I suppose there must have been a tip-over point at which I did indeed become willing to lower myself into the deep end of the spiritual (read ineffable or unprovable) pool, at which I was no longer willing to take my intellectual word for things. And if there was one aspect that pushed me into that pool, it was probably Swami Vivekananda's perfectly reasonable suggestion that I investigate cause and effect.
Every event/thought/etc. had a cause -- this was an intellectually-persuasive argument. And that cause itself was the effect of some other cause that preceded it. Under examination, the trail of effects and causes led backwards further and further.

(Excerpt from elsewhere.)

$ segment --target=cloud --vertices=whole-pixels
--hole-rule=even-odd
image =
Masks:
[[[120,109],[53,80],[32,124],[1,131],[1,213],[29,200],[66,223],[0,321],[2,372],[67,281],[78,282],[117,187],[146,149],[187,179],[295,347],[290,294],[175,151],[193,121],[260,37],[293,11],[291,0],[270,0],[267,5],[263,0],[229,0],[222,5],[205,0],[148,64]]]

This is not some intellectual club with which I wanted then or want now to beat anyone else into submission or agreement: All I mean is that it convinced me and inclined me to take a serious look that put intellectual smugness on the back burner.
Back and back and back until, like the old joke about the bird flying in ever-decreasing circles, I flew up my own asshole and disappeared. But what was it that disappeared? And what remained? If, like a good intellectual, I found some facile, meaningful, and well-confected explanation, that just meant I had not yet investigated far enough. If, on the other hand, I found no explanation, who was it who was confounded in this swooping vortex?
It was in this world that the question arose, "If I'm so smart, how come I'm not happy?"
Cause and effect seemed to set some hook in me. And now, 40-plus years after the fact, I'm glad that it did. The intellect is a wonderful tool, but it's cold incompleteness deserves attention. As Swami Vivekananda observed, "The mind [he meant intellect] is a good servant and a poor master." The longing to find a good master can lead anyone down a hundred dead-end roads, but for myself, I am glad to have walked on some of them.
The glory-hallelujah religion of the intellect is not for me.
Cause and effect helped.
Taming an obviously monkey mind was the bait that i bit.